Он стоял, делая вид, что рассматривает эти предметы, на самом же деле трепетно стремился к зеленой двери.

Внезапно его охватило необъяснимое волнение. Боясь, как бы на него снова не напали колебания, он решительно побежал, протянув руку, толкнул зеленую дверь, вошел в нее, и она захлопнулась за ним. Таким образом, в один миг он очутился в саду, и видение этого сада потом преследовало его всю жизнь.

Уоллесу было очень трудно передать свои впечатления от этого сада.

— В самом воздухе было что-то пьянящее, что давало ощущение легкости, довольства и счастья. Все кругом блистало чистыми, чудесными, нежно светящимися красками. Очутившись в саду, испытываешь острую радость, какая бывает у человека только в редкие минуты, когда он молод, весел и счастлив в этом мире. Там все было прекрасно…

Уоллес задумался, потом продолжал свой рассказ.

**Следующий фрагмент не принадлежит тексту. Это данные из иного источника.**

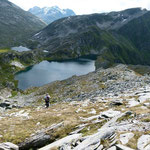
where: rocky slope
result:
[30,8,150,66]
[0,64,150,150]
[0,0,46,47]
[28,6,75,24]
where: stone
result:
[110,100,123,106]
[137,135,150,150]
[39,134,82,150]
[120,133,134,145]
[116,144,134,150]
[0,142,19,150]
[143,102,150,107]
[139,93,150,103]
[88,108,96,115]
[19,122,63,149]
[144,144,150,150]
[128,99,140,107]
[0,101,10,109]
[74,128,115,150]
[107,146,117,150]
[101,109,120,118]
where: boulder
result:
[120,133,134,144]
[0,142,19,150]
[101,109,120,118]
[138,93,150,103]
[19,122,63,150]
[74,128,115,150]
[107,146,117,150]
[0,100,11,109]
[39,134,82,150]
[116,144,134,150]
[110,100,123,106]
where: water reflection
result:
[15,59,95,90]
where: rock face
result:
[28,6,75,24]
[0,0,46,47]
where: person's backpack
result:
[45,96,50,103]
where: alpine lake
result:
[15,57,96,90]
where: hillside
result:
[0,0,46,47]
[28,6,75,24]
[0,64,150,150]
[30,8,150,66]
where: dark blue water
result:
[15,58,95,90]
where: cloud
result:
[10,0,150,14]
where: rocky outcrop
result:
[19,122,63,150]
[0,64,150,150]
[28,6,75,24]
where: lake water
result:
[15,58,95,90]
[11,46,30,52]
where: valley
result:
[0,0,150,150]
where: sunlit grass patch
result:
[0,49,10,53]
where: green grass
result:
[0,49,10,53]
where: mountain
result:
[30,8,150,67]
[0,0,46,47]
[29,6,75,24]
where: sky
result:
[9,0,150,15]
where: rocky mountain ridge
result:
[31,8,150,66]
[28,6,75,24]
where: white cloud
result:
[10,0,150,14]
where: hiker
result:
[44,93,51,108]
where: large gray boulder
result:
[39,134,82,150]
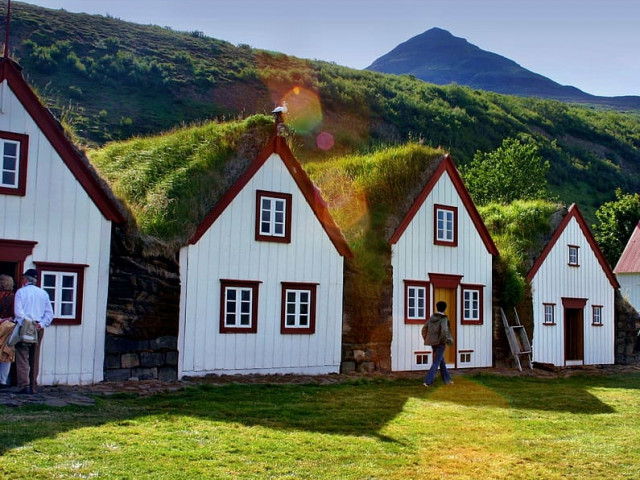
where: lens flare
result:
[282,86,322,134]
[316,132,335,151]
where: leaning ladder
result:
[500,307,533,371]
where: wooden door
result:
[564,308,584,364]
[433,288,458,367]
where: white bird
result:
[271,101,289,113]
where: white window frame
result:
[568,245,580,267]
[434,205,458,247]
[591,305,603,327]
[34,262,89,325]
[542,303,556,325]
[255,190,293,243]
[260,195,287,237]
[0,137,20,188]
[220,280,260,333]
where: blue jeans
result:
[424,345,451,385]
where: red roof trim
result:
[613,222,640,274]
[389,155,498,255]
[527,203,620,288]
[189,135,353,258]
[0,58,125,223]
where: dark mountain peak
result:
[367,27,640,109]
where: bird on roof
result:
[271,101,289,114]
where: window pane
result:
[42,273,56,287]
[62,303,73,317]
[3,157,17,172]
[2,172,16,186]
[4,142,18,157]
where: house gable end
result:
[527,203,620,288]
[389,155,498,255]
[189,136,353,258]
[0,58,125,223]
[613,222,640,274]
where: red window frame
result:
[0,131,29,197]
[542,303,556,325]
[404,280,431,325]
[280,282,318,335]
[34,262,89,325]
[591,305,604,327]
[460,283,484,325]
[220,279,261,333]
[433,204,458,247]
[255,190,293,243]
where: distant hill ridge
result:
[367,28,640,110]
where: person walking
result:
[0,275,15,388]
[422,301,453,387]
[14,268,53,394]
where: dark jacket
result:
[422,313,453,346]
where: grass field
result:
[0,373,640,479]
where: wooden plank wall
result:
[178,155,343,376]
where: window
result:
[36,262,86,325]
[0,132,29,196]
[543,303,556,325]
[569,245,580,267]
[416,352,429,365]
[591,305,602,327]
[280,282,317,334]
[256,190,292,243]
[404,280,429,324]
[460,285,484,325]
[460,350,473,363]
[220,280,260,333]
[434,205,458,247]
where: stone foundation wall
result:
[104,226,180,381]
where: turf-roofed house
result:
[613,222,640,311]
[178,135,352,377]
[527,204,619,367]
[389,155,498,371]
[0,56,124,385]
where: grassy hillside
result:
[6,2,640,221]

— Видишь ли, — сказал он нерешительным тоном, как человек, сбитый с толку чем-то совершенно необычным. — Там были две большие пантеры… Да, пятнистые пантеры. И, представь себе, я их не испугался. На длинной широкой дорожке, окаймленной с обеих сторон мрамором и обсаженной цветами, эти два огромных бархатистых зверя играли мячом. Одна из пантер не без любопытства поглядела на меня и направилась ко мне: подошла, ласково, потерлась своим мягким круглым ухом о мою протянутую вперед ручонку и замурлыкала. Говорю тебе, то был зачарованный сад. Я это знаю… А его размеры? О, он далеко простирался во все стороны, и, казалось, ему нет конца. Помнится, вдалеке виднелись холмы. Бог знает, куда вдруг провалился Восточный Кенсингтон. И у меня было такое чувство, словно я вернулся на родину.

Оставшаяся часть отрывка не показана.